Les sulpiciens, qui s'installent sur l'île de Montréal dès 1657, possèdent, à partir de 1666, un petit verger dans le jardin clos du séminaire de la rue Notre-Dame. Un verger plus important est aménagé sur les flancs du mont Royal, au milieu des années 1670[5]. Sur ce site, la mission de la Montagne où Marguerite Bourgeois tient son école, ils font ériger un fort, en 1685, où ils utilisent deux pressoirs à cidre[6]. En 1705, la production de la cidrerie artisanale s'élève à une trentaine de barils dont une partie est revendue à l'extérieur de la communauté religieuse.
En 1731, les vergers couvrent 90 arpents de l'île de Montréal, sur les flancs de la montagne et autour de la ville[7]. De 1731 à 1781, la superficie occupée par les vergers passe de 90 à 402 arpents. Les variétés de pommes cultivées à cette époque sont la Caville blanche, la Caville rouge, la Fameuse, la Reinette, la Pomme blanche, la Bourassa (pomme), la Pomme grise de Montréal[8] et la Sauvageon[9]. Ses variétés ont été surclassées par d'autres depuis.
Après la Conquête
La Conquête britannique de 1760, confirmée par la cession de 1763, entraîne toutes sortes de changements dans les habitudes des Québécois. La politique commerciale britannique, qui limite le commerce à l'intérieur de l'Empire, favorise l'importation des alcools de l'Angleterre (whisky, gin) et des Antilles (rhum), et décourage toutes les productions artisanales des habitants. Seule la bière, produite par de grands industriels britanniques ou d'origine britannique, connaîtra un véritable essor.

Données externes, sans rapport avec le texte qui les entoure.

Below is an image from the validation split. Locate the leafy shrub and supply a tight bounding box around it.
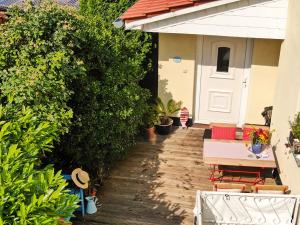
[156,97,182,125]
[0,103,77,225]
[289,112,300,139]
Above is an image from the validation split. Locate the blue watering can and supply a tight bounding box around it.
[85,196,97,214]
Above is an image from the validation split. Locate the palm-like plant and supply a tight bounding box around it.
[156,97,182,125]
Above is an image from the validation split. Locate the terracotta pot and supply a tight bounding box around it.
[146,127,156,140]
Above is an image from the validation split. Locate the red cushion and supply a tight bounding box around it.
[243,127,253,141]
[211,127,236,140]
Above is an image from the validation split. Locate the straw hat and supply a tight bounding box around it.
[71,168,90,189]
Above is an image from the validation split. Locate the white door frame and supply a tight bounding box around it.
[193,36,253,127]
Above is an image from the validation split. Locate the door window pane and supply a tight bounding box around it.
[217,47,230,72]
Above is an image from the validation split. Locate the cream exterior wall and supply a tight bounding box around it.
[272,0,300,197]
[245,39,282,124]
[158,34,196,116]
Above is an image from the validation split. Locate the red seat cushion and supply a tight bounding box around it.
[211,127,236,140]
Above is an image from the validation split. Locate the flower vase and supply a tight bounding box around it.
[252,143,263,155]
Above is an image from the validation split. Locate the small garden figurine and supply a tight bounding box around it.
[156,98,182,135]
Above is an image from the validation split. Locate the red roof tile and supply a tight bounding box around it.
[121,0,218,20]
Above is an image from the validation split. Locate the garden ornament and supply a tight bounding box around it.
[71,168,90,189]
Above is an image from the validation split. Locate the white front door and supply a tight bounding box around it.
[196,36,246,124]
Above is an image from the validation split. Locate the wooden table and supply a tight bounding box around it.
[203,139,276,184]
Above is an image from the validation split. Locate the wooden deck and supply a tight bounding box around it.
[74,129,274,225]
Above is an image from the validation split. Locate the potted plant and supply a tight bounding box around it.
[250,128,272,154]
[144,105,157,140]
[155,98,182,135]
[289,112,300,154]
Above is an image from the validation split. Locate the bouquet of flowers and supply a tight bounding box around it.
[249,128,272,145]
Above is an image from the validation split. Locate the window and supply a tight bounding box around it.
[217,47,230,73]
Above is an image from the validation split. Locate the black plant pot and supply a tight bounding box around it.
[155,119,173,135]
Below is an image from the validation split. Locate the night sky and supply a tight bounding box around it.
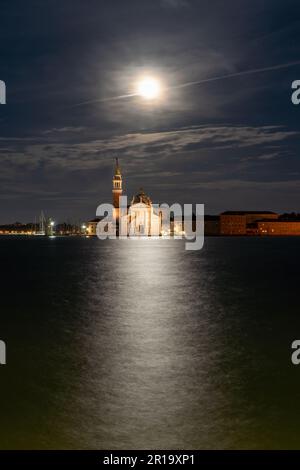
[0,0,300,223]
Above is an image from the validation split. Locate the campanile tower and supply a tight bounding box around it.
[113,158,123,218]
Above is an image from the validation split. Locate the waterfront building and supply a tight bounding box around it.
[256,219,300,236]
[220,211,279,235]
[87,159,163,236]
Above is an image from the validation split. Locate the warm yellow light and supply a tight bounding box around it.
[137,77,161,100]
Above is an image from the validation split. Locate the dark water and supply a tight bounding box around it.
[0,237,300,449]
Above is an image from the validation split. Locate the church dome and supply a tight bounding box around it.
[131,188,152,206]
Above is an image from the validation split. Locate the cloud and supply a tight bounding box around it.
[162,0,189,8]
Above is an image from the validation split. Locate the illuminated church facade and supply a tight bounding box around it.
[112,159,162,237]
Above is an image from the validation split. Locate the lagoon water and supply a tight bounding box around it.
[0,237,300,449]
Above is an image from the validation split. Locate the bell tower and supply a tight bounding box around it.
[112,158,123,218]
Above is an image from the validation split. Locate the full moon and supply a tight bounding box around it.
[137,77,161,100]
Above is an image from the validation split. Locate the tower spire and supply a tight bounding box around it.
[112,158,123,213]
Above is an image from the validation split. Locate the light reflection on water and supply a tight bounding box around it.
[0,238,300,449]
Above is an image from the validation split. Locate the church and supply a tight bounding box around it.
[87,158,162,237]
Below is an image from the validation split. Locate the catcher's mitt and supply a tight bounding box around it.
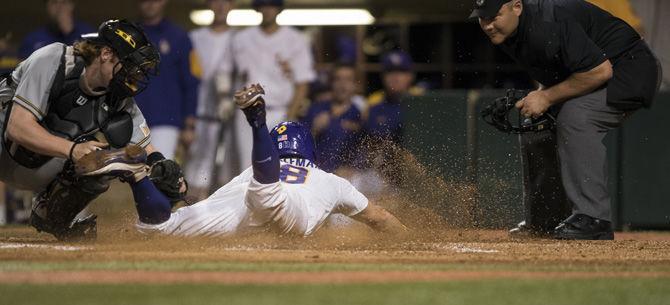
[147,152,188,204]
[481,89,556,134]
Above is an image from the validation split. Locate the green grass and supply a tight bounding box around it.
[0,260,670,272]
[0,279,670,305]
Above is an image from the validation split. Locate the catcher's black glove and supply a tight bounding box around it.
[147,152,188,205]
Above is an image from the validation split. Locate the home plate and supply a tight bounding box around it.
[0,243,90,251]
[432,243,500,253]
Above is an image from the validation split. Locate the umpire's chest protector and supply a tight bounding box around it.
[8,47,133,168]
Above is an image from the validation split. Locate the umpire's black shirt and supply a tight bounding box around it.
[500,0,641,87]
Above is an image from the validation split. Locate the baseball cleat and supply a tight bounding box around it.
[234,84,265,109]
[74,144,147,181]
[554,214,614,240]
[234,84,265,127]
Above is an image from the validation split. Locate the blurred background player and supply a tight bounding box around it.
[136,0,202,159]
[184,0,237,200]
[351,50,423,196]
[117,85,407,236]
[19,0,95,59]
[365,50,423,144]
[303,64,361,173]
[233,0,316,173]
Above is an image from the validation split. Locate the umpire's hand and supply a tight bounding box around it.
[515,90,551,118]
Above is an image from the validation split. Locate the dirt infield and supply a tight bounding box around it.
[5,271,670,284]
[0,222,670,284]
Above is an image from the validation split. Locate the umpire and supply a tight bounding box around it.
[470,0,661,239]
[0,20,186,240]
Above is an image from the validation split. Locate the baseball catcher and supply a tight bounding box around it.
[76,85,406,236]
[0,20,185,240]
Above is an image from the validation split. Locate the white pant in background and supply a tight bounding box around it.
[234,108,286,170]
[151,125,180,159]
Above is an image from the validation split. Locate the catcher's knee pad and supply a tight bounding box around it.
[31,170,110,239]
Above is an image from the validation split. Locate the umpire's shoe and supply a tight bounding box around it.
[233,84,265,127]
[554,214,614,240]
[74,144,147,181]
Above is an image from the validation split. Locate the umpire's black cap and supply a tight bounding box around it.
[469,0,511,18]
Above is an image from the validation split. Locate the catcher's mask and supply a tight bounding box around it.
[82,20,160,101]
[270,122,316,162]
[481,89,556,134]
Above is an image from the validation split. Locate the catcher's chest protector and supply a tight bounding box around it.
[7,47,133,168]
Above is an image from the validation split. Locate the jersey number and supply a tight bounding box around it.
[279,164,309,184]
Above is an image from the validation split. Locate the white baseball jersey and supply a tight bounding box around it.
[137,159,368,236]
[233,26,316,108]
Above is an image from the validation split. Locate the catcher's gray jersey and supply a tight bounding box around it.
[0,43,151,191]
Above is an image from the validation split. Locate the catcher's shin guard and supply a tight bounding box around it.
[519,130,571,234]
[30,169,110,241]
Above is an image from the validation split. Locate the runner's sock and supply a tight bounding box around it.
[251,122,279,184]
[130,177,172,224]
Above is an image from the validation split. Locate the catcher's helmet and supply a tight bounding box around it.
[270,122,316,162]
[81,20,160,99]
[251,0,284,9]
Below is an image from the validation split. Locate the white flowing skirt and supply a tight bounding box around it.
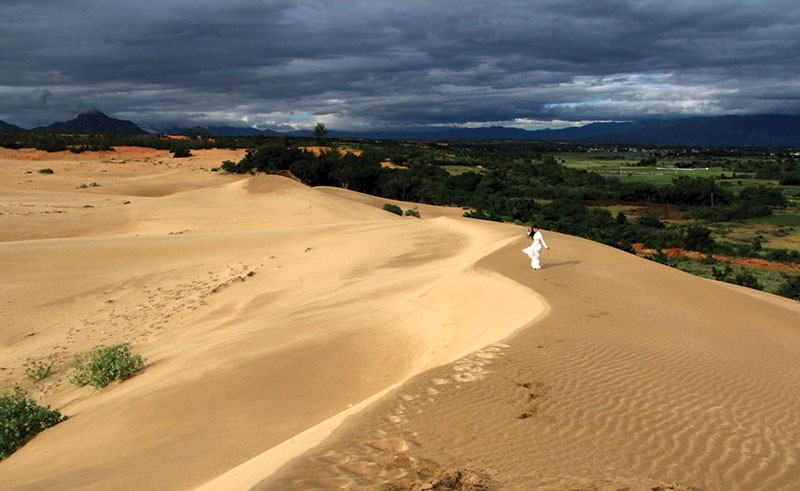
[522,244,542,269]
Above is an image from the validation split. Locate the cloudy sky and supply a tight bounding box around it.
[0,0,800,130]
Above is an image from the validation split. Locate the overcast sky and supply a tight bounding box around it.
[0,0,800,130]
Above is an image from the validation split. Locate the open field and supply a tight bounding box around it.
[0,148,800,491]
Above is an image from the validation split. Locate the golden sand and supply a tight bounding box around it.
[0,148,800,490]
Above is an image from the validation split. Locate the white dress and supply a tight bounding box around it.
[522,230,547,269]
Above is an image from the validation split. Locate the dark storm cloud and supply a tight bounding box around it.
[0,0,800,129]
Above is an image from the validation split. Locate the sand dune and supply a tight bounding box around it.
[0,149,800,490]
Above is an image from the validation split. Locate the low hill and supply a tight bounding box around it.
[0,121,25,132]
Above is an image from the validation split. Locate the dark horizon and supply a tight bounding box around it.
[0,0,800,131]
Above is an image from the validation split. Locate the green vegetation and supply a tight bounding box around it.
[0,385,66,459]
[70,344,144,389]
[383,203,403,216]
[0,131,800,296]
[403,207,420,218]
[222,141,800,300]
[25,361,53,383]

Le 15 août 1807, on peut lire dans Le Canadien de Québec, un article dans lequel son auteur déplore que plus d'efforts ne soient pas faits pour encourager la culture de la pomme sur l'Île d'Orléans et l'exportation du cidre, qu'il juge « supérieur sinon égal à celui d'Europe et des États-Unis ». Il suggère également que cette production pourrait servir à diminuer l'excès dans la consommation du rhum « source de ruines funestes dans beaucoup de familles[10]. »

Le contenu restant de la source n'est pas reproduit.